North Wessex Diesels

North Wessex Diesels
Author: Kevin Smith
Publisher: Amberley Publishing Limited
Total Pages: 177
Release: 2020-01-15
Genre: Transportation
ISBN: 1445693836

Stunning previously unpublished images of diesel locomotives on the railways of this picturesque area.

Diesel and Electric list 2013

Diesel and Electric list 2013
Author: Robert Sturgess
Publisher: Lulu.com
Total Pages: 154
Release: 2013-04-02
Genre: Travel
ISBN: 1300900539

This book will detail all Diesel and Electric locos to run on the rail network. It lists every number carried by each loco and all the names carried from shunters to the brand new class 70 locos. This will help people to log what they have seen or for haulage over the years. This will also list which locos have been cut up (with the date is was cut), preserved and exported.

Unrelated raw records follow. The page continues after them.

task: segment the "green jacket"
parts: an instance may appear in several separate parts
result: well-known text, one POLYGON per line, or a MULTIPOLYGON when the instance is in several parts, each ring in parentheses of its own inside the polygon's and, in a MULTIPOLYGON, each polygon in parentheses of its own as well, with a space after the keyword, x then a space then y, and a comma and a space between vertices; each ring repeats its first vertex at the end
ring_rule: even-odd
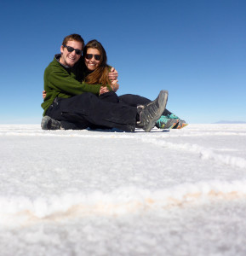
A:
POLYGON ((43 75, 46 97, 41 104, 43 116, 55 97, 69 98, 83 92, 98 95, 101 84, 89 84, 78 82, 77 71, 80 67, 68 67, 59 62, 60 55, 56 55, 46 67, 43 75))

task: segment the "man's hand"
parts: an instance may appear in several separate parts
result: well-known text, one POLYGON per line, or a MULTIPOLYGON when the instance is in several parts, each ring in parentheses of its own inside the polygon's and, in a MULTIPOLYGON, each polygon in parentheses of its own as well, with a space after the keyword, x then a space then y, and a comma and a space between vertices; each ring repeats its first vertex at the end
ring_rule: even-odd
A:
POLYGON ((109 92, 109 90, 106 86, 101 86, 100 88, 99 95, 104 94, 106 92, 109 92))
POLYGON ((111 83, 111 88, 112 88, 112 91, 114 91, 114 92, 117 92, 117 90, 119 88, 119 84, 117 84, 117 82, 118 82, 117 80, 113 80, 111 83))
POLYGON ((117 72, 117 70, 114 67, 111 68, 111 72, 108 73, 108 78, 113 81, 113 80, 117 80, 118 76, 118 73, 117 72))

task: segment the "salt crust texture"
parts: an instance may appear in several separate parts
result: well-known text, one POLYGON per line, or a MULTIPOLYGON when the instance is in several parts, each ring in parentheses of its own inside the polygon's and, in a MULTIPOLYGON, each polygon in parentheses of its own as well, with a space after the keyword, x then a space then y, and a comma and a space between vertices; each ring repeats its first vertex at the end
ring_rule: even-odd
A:
POLYGON ((1 255, 245 255, 246 125, 0 142, 1 255))

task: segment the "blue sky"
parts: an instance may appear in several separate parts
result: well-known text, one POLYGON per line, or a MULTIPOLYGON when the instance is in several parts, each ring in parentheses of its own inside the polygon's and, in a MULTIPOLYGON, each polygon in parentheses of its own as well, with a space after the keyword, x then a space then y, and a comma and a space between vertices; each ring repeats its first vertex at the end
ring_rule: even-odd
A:
POLYGON ((154 99, 189 123, 246 121, 246 1, 4 1, 1 124, 39 124, 43 75, 65 36, 98 39, 118 95, 154 99))

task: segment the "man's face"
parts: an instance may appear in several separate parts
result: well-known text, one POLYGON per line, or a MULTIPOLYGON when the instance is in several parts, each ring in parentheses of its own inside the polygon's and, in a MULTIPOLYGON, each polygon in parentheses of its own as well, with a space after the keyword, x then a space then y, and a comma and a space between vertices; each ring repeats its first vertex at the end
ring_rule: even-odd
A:
MULTIPOLYGON (((80 50, 83 49, 82 49, 83 45, 81 42, 68 41, 66 45, 69 47, 72 47, 75 49, 80 49, 80 50)), ((74 64, 81 57, 81 54, 79 55, 76 54, 76 50, 73 50, 72 52, 69 52, 67 50, 67 48, 64 47, 63 45, 60 46, 60 52, 61 52, 61 56, 60 58, 60 62, 68 67, 73 67, 74 64)))

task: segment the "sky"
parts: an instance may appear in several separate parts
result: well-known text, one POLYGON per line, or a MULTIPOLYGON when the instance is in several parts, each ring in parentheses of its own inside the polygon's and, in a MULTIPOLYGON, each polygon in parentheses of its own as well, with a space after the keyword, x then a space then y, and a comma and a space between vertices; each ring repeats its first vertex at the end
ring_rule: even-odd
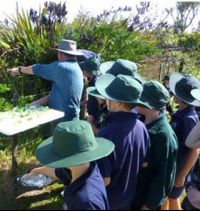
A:
MULTIPOLYGON (((18 2, 19 9, 23 8, 28 10, 33 8, 38 10, 40 6, 44 5, 44 2, 49 0, 8 0, 0 1, 0 20, 4 20, 6 16, 13 16, 16 14, 16 2, 18 2)), ((64 0, 51 0, 52 2, 60 3, 64 0)), ((166 7, 171 7, 175 4, 175 1, 167 0, 151 0, 151 2, 158 7, 158 12, 166 7)), ((79 10, 88 11, 91 15, 96 16, 102 13, 103 10, 109 10, 112 7, 118 8, 119 6, 131 6, 132 8, 138 4, 138 0, 66 0, 66 6, 68 9, 68 21, 71 22, 73 18, 78 14, 79 10)))

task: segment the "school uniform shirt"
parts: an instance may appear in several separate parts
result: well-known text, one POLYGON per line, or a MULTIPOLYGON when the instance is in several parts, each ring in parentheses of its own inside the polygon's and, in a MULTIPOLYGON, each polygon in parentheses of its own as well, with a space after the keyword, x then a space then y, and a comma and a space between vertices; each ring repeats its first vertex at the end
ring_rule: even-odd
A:
POLYGON ((78 119, 83 91, 83 73, 75 60, 33 65, 33 73, 53 81, 49 107, 65 112, 63 121, 78 119))
POLYGON ((96 163, 73 183, 62 169, 55 171, 56 176, 68 184, 64 191, 64 207, 68 210, 108 210, 106 189, 96 163))
POLYGON ((134 208, 144 204, 159 209, 170 194, 176 177, 178 140, 165 114, 147 125, 151 148, 148 166, 143 168, 137 186, 134 208))
POLYGON ((145 125, 135 113, 111 113, 98 136, 115 144, 110 156, 97 161, 102 176, 111 178, 106 188, 110 208, 129 209, 135 196, 138 173, 150 145, 145 125))
MULTIPOLYGON (((95 82, 97 80, 97 76, 93 76, 92 79, 88 83, 88 87, 95 86, 95 82)), ((89 115, 95 116, 95 114, 99 111, 99 103, 94 96, 88 96, 87 101, 87 112, 89 115)))
POLYGON ((178 162, 177 168, 178 170, 184 165, 184 157, 190 151, 190 149, 186 146, 185 142, 192 131, 192 129, 198 124, 199 118, 195 111, 195 108, 190 106, 184 110, 177 111, 172 116, 172 128, 176 133, 178 138, 178 162))

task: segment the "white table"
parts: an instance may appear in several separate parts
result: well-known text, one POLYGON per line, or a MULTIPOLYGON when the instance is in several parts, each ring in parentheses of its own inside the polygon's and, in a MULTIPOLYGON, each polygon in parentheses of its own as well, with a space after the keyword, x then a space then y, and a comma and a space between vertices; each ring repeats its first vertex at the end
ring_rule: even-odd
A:
POLYGON ((12 176, 17 176, 17 134, 64 117, 64 112, 46 107, 30 107, 0 112, 0 133, 12 139, 12 176), (24 110, 24 111, 23 111, 24 110))

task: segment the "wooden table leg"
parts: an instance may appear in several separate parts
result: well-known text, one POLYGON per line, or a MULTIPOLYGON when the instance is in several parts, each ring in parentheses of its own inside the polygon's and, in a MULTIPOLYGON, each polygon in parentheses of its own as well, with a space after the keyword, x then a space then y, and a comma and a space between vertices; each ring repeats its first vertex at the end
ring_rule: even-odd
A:
POLYGON ((17 135, 13 136, 13 143, 12 143, 12 177, 14 179, 14 183, 16 182, 17 177, 17 150, 18 150, 18 141, 17 135))

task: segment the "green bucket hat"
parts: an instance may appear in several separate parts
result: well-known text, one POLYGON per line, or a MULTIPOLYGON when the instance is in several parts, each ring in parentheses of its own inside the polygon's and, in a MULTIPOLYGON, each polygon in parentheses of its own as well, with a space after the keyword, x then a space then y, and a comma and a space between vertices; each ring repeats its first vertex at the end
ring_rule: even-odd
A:
POLYGON ((138 102, 142 85, 131 76, 105 74, 95 84, 97 91, 106 99, 129 104, 138 102))
POLYGON ((200 88, 200 81, 190 75, 182 75, 180 73, 173 73, 170 77, 169 87, 173 94, 183 102, 200 107, 200 102, 197 101, 191 94, 193 89, 200 88))
POLYGON ((88 95, 105 100, 105 98, 97 91, 96 87, 91 86, 86 90, 88 95))
POLYGON ((143 84, 143 92, 139 105, 149 109, 164 110, 169 101, 168 90, 158 81, 147 81, 143 84))
POLYGON ((86 61, 80 62, 79 66, 83 71, 87 71, 89 73, 100 71, 100 61, 99 59, 93 57, 86 61))
POLYGON ((170 74, 166 74, 163 77, 163 81, 169 81, 170 80, 170 74))
POLYGON ((53 137, 36 150, 36 158, 51 168, 66 168, 108 156, 114 144, 95 138, 91 125, 82 120, 63 122, 56 126, 53 137))

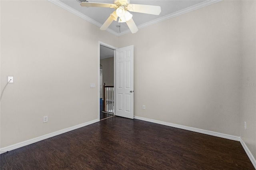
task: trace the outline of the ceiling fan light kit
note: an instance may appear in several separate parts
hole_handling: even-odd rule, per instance
[[[126,22],[132,33],[134,34],[138,31],[136,24],[132,19],[132,14],[128,10],[136,12],[140,12],[158,15],[161,12],[161,7],[159,6],[130,4],[130,0],[116,0],[114,4],[83,2],[82,6],[87,7],[105,7],[115,9],[113,13],[100,27],[100,29],[105,30],[111,24],[113,21],[117,21],[119,17],[119,22]]]

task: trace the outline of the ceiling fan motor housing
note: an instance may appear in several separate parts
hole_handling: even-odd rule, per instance
[[[121,5],[127,7],[129,4],[130,4],[130,0],[115,0],[114,1],[114,4],[116,6],[117,8]]]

Wessex: A Landscape History

Wessex: A Landscape History
Author: Hadrian Cook
Publisher: Archaeopress Publishing Ltd
Total Pages: 382
Release: 2024-04-04
Genre: Social Science
ISBN: 1803275367

Wessex is famous for its coasts, heaths, woodlands, chalk downland, limestone hills and gorges, settlements and farmed vales. This book provides an account of the physical form, development and operation of its landscape as it was shaped by our ancestors. Major themes include the development of agriculture, settlements, industry and transport.

Wessex from 1000 AD

Wessex from 1000 AD
Author: J.H. Bettey
Publisher: Routledge
Total Pages: 335
Release: 2014-06-17
Genre: History
ISBN: 1317871855

The prehistory and early history of Somerset, Dorset, Wiltshire, Hampshire, Berkshire, Avon, and the city of Bristol.

The Royal Navy and Falklands War

The Royal Navy and Falklands War
Author: David Brown
Publisher: Pen and Sword
Total Pages: 396
Release: 1987-07-13
Genre: History
ISBN: 0850520592

Soldiers and journalists alike wasted no time in telling the story of the campaign to recapture the Falkland Islands after the Argentinian invasion in April, 1982. Almost without exception, however, they are concerned largely on the role of the Army, for it was the part they played which particularly fired the public imagination, and it may be said that the role of the Royal and Merchant Navies, the abiding images of which are for many the pictures of the exploding frigate Antelope, and the burning Atlantic Conveyor, has hitherto been overshadowed by the yomping of the Marines and the exploits of certain gentleman of the press. Yet none of them would have been there at all had the Royal Navy not provided the necessary transport, not to mention air cover and bombardment support. In the book David Brown, head of what was formally the Naval Historical Branch at the Ministry of Defence, tells in full for the first time the extraordinary story of how the fleet was assembeled; of how merchant-ships from luxury liners such as the Canberra to cargo-carriers of every description were 'Taken Up Form Trade' and, in a staggeringly short time, converted to their new role. He describes the stupendous problems presented by the assembling, and stowing, of the thousands of tons of stores and equipment needed by the Expeditionary Forces and the way in which these problems were dealt with.